Sadly Firefox on iPhone doesn’t translate [human languages]. I don’t want to use Chrome on iPhone and Firefox on PC because synchronising bookmarks and history is too important to give up.
No, Firefox on iPhone doesn’t translate [human languages]. I don’t want to use Chrome on iPhone and Firefox on PC because they don’t sync between each other.
Yes, that’s what I’m trying to say. The browsers have different methods for providing same functionality. But due to restrictions on one platform, Firefox can’t provide the functionality that the users want.
Also no-addons policy means no adblock either. Which is quite an L.
But due to restrictions on one platform, Firefox can’t provide the functionality that the users want.
With all due respect, I don’t think you understand. There is no restriction on language translation on iPhone. Firefox merely doesn’t support built-in language translation.

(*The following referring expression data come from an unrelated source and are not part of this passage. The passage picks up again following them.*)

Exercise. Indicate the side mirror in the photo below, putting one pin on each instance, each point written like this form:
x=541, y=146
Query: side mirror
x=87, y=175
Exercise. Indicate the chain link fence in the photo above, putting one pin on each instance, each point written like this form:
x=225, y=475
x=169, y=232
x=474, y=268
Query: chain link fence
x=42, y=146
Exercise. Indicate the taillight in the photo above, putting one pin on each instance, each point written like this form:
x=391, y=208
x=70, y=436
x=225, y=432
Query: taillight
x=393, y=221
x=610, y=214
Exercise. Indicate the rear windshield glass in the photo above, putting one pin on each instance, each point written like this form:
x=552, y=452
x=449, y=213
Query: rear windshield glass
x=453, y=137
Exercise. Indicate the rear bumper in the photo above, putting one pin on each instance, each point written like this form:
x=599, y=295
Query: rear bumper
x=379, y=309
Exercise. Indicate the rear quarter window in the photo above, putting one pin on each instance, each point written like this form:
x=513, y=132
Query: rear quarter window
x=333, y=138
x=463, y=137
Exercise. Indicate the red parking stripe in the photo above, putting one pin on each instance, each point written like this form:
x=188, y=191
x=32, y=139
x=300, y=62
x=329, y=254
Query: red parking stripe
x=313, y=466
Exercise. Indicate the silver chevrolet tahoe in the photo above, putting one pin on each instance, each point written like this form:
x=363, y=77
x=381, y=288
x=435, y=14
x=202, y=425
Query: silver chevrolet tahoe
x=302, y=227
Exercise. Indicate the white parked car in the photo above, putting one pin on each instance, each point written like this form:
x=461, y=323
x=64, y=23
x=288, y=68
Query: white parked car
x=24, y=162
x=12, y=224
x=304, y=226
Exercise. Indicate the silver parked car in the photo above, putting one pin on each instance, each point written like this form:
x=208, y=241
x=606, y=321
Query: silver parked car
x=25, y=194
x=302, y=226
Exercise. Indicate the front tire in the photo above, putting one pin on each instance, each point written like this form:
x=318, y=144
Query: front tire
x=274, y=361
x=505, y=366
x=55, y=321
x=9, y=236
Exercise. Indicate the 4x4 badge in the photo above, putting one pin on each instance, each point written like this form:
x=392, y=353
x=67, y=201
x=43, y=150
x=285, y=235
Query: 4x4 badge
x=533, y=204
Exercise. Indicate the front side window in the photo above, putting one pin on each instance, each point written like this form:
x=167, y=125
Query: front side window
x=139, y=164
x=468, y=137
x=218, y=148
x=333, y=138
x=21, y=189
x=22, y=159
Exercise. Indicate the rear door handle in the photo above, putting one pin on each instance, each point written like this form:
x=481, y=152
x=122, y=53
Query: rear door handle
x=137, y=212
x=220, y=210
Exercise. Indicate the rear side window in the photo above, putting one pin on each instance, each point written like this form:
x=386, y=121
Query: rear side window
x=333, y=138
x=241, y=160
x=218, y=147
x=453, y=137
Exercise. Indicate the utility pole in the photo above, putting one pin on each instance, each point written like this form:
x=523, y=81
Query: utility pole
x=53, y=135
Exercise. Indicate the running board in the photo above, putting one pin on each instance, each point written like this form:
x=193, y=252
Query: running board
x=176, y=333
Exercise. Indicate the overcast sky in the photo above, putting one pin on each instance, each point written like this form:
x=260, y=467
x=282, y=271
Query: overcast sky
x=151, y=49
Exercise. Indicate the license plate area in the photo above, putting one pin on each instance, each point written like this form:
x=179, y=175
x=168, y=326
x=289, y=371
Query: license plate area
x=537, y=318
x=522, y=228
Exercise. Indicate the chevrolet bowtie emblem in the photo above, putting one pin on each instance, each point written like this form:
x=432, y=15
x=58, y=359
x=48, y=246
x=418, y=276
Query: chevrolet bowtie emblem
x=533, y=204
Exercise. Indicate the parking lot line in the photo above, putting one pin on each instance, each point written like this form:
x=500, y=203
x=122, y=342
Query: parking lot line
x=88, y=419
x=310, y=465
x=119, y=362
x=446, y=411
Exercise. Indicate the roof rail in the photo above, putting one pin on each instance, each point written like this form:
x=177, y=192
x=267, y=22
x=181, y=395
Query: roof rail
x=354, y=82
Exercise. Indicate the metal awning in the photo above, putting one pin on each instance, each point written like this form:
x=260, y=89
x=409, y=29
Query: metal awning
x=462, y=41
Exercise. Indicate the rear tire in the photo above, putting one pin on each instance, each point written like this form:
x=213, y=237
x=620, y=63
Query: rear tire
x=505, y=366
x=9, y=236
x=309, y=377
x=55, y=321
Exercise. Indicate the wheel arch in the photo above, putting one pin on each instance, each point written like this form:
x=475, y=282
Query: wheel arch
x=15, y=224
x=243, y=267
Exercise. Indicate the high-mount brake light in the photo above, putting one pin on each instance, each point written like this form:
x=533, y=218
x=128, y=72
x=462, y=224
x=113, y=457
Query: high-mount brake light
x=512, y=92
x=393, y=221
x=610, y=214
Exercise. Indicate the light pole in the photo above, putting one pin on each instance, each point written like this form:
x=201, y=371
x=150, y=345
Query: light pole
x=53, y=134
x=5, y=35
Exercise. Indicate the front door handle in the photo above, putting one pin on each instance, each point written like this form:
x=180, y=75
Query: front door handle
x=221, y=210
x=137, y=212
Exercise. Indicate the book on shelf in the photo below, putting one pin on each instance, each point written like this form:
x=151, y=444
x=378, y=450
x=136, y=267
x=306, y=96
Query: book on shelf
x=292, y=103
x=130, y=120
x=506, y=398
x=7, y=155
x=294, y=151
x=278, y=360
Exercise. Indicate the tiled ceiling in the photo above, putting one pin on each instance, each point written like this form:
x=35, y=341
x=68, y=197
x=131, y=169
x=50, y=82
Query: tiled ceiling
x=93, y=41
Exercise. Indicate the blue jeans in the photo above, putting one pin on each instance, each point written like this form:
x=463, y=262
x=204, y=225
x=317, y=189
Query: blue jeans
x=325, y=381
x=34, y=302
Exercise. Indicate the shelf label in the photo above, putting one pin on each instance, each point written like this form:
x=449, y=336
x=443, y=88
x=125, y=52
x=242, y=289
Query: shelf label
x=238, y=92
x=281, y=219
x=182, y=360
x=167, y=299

It might have been easier for them if Apple permitted add-ons on iPhone, but it definitely does not prevent language translation. Chrome and Edge have built language translation into their apps for iPhone to facilitate this. Firefox could do the same, but have chosen not to.
Firefox doesn’t do that because modularity has been their thing for a long time while Google and MS would prefer if you’d start using their browsers as they are.
Apple’s restrictions aren’t targeted towards Firefox but inadvertently do exactly that.
I don’t own an iPhone, but this seems like a totally fair criticism and I don’t see any replies refuting it, so what’s with all the downvotes? I swear to god this place is ridiculous sometimes, these people won’t be happy until you jump through every hoop imaginable to use the Lemmy approved software. Only positive feedback allowed!
because this is inherently Apple’s fault and not Mozilla’s.
Apple’s the one forcing every browser on iOS to be a reskinned version of Safari. And it’s perfectly understandable that Mozilla doesn’t want to waste time and resources developing features for a Firefox-branded Safari when they could be working on their own browser.
it’s a perfectly valid reason for not using Firefox, my point is that they’re on the wrong platform. It’s the user’s own fault, because they chose a closed platform like iOS. Developing free software for iOS is a waste of time, since everything is under Apple’s tyrannical rule and they get to decide which web engine you use, they can disallow extensions and make it very hard (and against their ToS) to sideload apps.
I don’t like Mozilla at all, and that’s why I use Firefox derivatives and not Firefox itself, but I’m glad they don’t waste time developing for a re-skinned Safari. Those resources are best used in their own web engine.